Civil Beat photographer Cory Lum spent a day in the heart of the Kilauea eruption zone where at least 26 homes were destroyed.
Lava flows cover part of Molala Street in Leilani Estates. At least 36 structures — including 26 homes — have been destroyed by eruptions and lava flows from the Kilauea volcano.
Cracked roads on Kahukai Street in Leilani Estates, where alerts went off on Tuesday notifying residents of an emergency evacuation due to poisonous gases.
Mick Kalber, a professional photographer and filmmaker who specializes in shooting volcanos, loads up his large mower, shredder and tools after the county allowed Leilani Estates residents to check on their homes. A short time later, the county issued an alert ordering emergency evacuation due to poisonous sulfur dioxide fumes.
Once Mick Kalber was allowed to retrieve items from his home in Leilani Estates on Tuesday, he grabbed golf clubs that his dad gave him.
Ann Kalber removes a large ceramic plate from her home in Leilani Gardens that her son gave to her.
Mick and Ann Kalber quickly go through their refrigerator and belongings after being allowed for the first time back into their Leilani Estates home.
The eruptions and release of sulfur dioxide fumes poisoned trees in the Leilani Estates community. Moments earlier, an evacuation alert had been issued for the neighborhood.
Lave erupts 15 to 20 feet in the air out of one of more than a dozen eruptions from fissures inside Leilani Estates.

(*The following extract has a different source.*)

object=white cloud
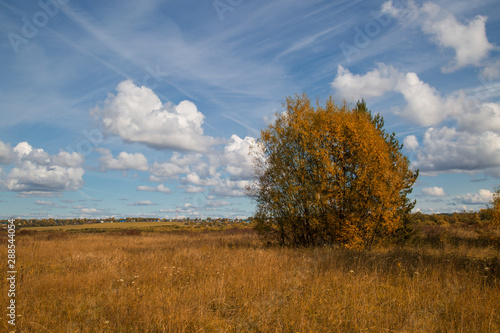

Leilani Gardens resident Mick Kalber, a professional photographer and filmmaker, checks out a new outbreak along Kahukai Street along with members of the media.
Tim Coakley films Leilani Estates resident and volcano filmaker Mick Kalber along Kahukai Street.
Aluminum roofing material atop the foundation of a home that was engulfed by lava along Leilani Avenue.
A haku lei set out on the lava flow in Leilani Estates as a possible offering to Pele, the Hawaiian volcano goddess.